Downloading the data set

If you didn't know, I work on Colab; I don't own a GPU that I can use to train models on my own. Whenever I download data sets, I end up having to redownload them when I come back on the next day. However, I found out how to download the data sets into my Google drive so that I don't have to redownload them every time. It's also helpful since I can save the pickles to the same folder instead of saving them on my laptop and having to upload them later.

It's really simple too: you mount onto your drive and then cd to your desired folder. When you download data sets, you download them into that folder. But, if you use untar_data, you have to move the files to the folder since it only saves to ~/.fastai/....

!mkdir -p '/content/gdrive/MyDrive/data_sets/'
%cd '/content/gdrive/MyDrive/data_sets/'

There's also a difference between ! and % in Colab: ! is like a "no side-effect" way to do command-line commands. !mkdir ... will make a directory, and !cd ... will change directories, except it doesn't, because that would be a side effect. So, to actually change the current directory that Colab is in, you have to use %. You can think of % as being able to change the variables stored in Colab; hypothetically %cd path makes Colab's CURRENT_PATH = path.

from fastai.text.all import *
path = untar_data(URLs.IMDB_SAMPLE)
!mv {str(path)} '/content/gdrive/MyDrive/data_sets/imdb_sample'
path = Path('/content/gdrive/MyDrive/data_sets/imdb_sample')

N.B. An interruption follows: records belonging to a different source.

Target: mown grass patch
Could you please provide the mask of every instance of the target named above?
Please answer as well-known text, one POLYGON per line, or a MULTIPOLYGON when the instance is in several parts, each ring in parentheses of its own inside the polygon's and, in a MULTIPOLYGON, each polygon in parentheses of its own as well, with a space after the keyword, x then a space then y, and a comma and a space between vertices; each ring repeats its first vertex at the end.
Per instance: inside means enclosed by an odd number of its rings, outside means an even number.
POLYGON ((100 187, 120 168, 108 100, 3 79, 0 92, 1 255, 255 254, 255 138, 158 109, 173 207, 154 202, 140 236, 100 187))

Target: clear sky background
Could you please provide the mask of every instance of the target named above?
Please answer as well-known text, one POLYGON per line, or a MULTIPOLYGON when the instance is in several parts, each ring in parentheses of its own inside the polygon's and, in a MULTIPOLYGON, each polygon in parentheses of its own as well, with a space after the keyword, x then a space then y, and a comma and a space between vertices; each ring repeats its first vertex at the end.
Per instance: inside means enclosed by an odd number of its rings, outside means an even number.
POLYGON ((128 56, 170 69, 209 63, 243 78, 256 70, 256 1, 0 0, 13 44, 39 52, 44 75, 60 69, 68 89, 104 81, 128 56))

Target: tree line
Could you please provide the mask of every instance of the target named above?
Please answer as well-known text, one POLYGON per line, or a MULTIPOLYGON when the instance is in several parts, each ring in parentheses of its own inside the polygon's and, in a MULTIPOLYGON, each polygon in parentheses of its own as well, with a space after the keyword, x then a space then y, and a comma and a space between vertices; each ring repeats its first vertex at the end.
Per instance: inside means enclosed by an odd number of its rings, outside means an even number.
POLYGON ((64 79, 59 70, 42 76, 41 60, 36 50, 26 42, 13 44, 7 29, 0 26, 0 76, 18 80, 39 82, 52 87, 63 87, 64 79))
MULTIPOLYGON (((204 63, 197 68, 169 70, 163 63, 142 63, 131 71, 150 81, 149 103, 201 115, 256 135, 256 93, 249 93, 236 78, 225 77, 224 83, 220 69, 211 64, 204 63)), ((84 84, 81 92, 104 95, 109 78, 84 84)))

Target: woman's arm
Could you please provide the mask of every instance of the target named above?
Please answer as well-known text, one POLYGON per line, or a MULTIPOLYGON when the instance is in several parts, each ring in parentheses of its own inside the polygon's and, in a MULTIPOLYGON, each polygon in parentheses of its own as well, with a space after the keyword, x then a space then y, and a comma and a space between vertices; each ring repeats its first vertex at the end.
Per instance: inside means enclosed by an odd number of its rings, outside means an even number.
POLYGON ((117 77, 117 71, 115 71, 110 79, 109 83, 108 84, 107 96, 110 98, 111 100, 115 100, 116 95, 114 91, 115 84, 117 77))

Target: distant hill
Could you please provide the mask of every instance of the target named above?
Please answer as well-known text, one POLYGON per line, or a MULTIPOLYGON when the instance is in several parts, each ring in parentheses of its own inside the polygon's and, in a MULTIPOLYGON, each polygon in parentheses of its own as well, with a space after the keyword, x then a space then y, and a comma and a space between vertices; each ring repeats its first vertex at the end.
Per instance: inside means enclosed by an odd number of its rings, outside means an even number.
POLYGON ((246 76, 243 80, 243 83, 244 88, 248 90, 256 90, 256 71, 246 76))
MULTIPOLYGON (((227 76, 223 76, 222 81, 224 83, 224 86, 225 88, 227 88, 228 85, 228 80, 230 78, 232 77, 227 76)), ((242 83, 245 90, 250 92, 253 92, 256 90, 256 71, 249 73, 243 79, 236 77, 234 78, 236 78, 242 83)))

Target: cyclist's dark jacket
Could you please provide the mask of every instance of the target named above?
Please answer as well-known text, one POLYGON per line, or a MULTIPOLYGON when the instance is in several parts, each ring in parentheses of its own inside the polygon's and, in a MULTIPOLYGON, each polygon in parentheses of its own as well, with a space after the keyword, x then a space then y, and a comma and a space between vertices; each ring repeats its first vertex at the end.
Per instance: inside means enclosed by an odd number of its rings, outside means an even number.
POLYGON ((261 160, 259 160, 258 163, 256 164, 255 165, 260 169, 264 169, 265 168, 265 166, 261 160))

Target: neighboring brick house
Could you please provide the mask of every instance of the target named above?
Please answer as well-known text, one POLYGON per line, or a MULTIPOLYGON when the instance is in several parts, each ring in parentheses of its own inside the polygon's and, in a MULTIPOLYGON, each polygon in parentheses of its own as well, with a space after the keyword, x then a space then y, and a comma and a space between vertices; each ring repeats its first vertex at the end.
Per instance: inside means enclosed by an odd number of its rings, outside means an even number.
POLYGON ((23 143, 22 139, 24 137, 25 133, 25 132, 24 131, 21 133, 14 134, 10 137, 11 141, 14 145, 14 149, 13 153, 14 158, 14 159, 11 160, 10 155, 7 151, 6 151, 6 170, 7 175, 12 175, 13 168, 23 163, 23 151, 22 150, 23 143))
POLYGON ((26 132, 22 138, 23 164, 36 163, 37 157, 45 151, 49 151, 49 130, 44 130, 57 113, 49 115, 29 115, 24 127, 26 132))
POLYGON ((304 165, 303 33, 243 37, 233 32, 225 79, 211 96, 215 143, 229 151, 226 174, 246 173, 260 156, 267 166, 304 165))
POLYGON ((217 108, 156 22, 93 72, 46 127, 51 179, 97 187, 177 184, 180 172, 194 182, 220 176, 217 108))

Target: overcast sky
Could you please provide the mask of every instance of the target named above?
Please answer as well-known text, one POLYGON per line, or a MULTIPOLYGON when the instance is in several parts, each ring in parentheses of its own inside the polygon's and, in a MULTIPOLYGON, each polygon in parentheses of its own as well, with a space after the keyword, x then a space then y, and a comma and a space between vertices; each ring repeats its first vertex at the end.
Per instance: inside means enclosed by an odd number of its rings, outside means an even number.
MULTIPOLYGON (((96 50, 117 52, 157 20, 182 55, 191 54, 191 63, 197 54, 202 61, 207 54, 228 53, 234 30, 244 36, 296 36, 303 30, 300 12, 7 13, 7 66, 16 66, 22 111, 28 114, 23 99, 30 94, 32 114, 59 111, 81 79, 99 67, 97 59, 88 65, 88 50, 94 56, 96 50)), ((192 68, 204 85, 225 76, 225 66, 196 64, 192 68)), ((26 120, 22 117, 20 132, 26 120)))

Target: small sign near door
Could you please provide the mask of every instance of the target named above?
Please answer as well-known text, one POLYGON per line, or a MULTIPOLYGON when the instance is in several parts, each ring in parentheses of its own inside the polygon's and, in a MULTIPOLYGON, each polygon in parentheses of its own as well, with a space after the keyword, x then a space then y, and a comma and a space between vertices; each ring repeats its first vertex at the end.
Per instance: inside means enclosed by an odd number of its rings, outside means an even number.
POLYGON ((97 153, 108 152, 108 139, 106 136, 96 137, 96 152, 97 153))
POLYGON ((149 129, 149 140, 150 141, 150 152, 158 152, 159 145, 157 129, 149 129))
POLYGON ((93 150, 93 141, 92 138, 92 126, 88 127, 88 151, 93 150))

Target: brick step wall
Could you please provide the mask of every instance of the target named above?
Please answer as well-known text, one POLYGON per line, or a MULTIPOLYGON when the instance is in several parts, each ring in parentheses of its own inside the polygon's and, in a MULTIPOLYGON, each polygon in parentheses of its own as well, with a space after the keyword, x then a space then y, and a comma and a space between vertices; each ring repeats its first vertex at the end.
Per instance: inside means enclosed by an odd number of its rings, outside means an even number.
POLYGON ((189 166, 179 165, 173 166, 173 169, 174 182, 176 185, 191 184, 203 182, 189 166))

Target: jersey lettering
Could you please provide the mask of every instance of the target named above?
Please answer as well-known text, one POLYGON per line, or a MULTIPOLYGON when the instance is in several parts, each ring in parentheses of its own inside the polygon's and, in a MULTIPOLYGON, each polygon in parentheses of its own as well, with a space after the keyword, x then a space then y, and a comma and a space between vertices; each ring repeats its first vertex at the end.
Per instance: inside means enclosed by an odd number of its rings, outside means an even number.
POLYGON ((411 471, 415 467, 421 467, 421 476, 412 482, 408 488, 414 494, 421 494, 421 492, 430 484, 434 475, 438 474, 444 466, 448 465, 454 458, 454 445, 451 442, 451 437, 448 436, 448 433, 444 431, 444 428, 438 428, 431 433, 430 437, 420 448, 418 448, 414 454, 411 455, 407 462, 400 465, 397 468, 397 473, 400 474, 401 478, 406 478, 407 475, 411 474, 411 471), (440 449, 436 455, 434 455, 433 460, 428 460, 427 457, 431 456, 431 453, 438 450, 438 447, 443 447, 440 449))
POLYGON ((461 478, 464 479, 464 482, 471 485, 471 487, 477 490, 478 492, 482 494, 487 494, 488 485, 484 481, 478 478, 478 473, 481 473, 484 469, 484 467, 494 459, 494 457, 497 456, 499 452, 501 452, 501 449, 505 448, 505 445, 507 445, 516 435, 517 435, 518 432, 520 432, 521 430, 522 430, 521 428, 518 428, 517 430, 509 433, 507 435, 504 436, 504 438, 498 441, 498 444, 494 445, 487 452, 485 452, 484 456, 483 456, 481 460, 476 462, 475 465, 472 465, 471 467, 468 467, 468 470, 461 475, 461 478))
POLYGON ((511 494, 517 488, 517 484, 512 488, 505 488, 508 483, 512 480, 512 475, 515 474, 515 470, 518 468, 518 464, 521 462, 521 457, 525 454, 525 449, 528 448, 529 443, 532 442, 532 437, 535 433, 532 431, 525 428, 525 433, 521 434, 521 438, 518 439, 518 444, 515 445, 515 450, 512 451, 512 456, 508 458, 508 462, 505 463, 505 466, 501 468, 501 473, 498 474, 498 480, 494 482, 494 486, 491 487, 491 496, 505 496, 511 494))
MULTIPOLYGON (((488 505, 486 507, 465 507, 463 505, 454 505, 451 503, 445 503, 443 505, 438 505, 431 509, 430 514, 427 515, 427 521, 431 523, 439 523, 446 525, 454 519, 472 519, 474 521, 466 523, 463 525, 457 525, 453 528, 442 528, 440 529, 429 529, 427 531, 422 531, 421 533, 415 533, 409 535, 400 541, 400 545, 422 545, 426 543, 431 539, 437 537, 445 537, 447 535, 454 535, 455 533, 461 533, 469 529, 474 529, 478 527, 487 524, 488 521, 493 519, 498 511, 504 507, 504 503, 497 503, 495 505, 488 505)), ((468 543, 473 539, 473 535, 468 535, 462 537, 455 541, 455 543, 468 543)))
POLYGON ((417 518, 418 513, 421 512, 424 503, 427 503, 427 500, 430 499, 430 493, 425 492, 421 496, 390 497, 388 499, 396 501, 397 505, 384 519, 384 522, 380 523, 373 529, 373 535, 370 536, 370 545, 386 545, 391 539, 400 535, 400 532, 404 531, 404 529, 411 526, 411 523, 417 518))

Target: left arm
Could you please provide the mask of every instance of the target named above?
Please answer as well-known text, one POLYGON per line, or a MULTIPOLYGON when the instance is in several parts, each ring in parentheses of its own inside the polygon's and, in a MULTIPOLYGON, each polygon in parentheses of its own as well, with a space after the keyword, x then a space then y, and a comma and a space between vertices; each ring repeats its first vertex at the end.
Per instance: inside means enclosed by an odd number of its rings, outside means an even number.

Preparing the data for the language model

Since we're using the sample IMDB data set, we don't have separate folders, but instead have a single .csv file with 1000 reviews. So, we'll be using TextBlock.from_df instead of TextBlock.from_text_files to tell fastai how to get our data:

df = pd.read_csv(path/'texts.csv', low_memory=False); df.head(3)

label text is_valid
0 negative Un-bleeping-believable! Meg Ryan doesn't even look her usual pert lovable self in this, which normally makes me forgive her shallow ticky acting schtick. Hard to believe she was the producer on this dog. Plus Kevin Kline: what kind of suicide trip has his career been on? Whoosh... Banzai!!! Finally this was directed by the guy who did Big Chill? Must be a replay of Jonestown - hollywood style. Wooofff! False
1 positive This is a extremely well-made film. The acting, script and camera-work are all first-rate. The music is good, too, though it is mostly early in the film, when things are still relatively cheery. There are no really superstars in the cast, though several faces will be familiar. The entire cast does an excellent job with the script.<br /><br />But it is hard to watch, because there is no good end to a situation like the one presented. It is now fashionable to blame the British for setting Hindus and Muslims against each other, and then cruelly separating them into two countries. There is som... False
2 negative Every once in a long while a movie will come along that will be so awful that I feel compelled to warn people. If I labor all my days and I can save but one soul from watching this movie, how great will be my joy.<br /><br />Where to begin my discussion of pain. For starters, there was a musical montage every five minutes. There was no character development. Every character was a stereotype. We had swearing guy, fat guy who eats donuts, goofy foreign guy, etc. The script felt as if it were being written as the movie was being shot. The production value was so incredibly low that it felt li... False

dls_lm = 
    DataBlock(
        blocks    = TextBlock.from_df(['text'], is_lm=True),
        get_items = ColReader('text'),
        splitter  = RandomSplitter(0.1)).dataloaders(df, path=path)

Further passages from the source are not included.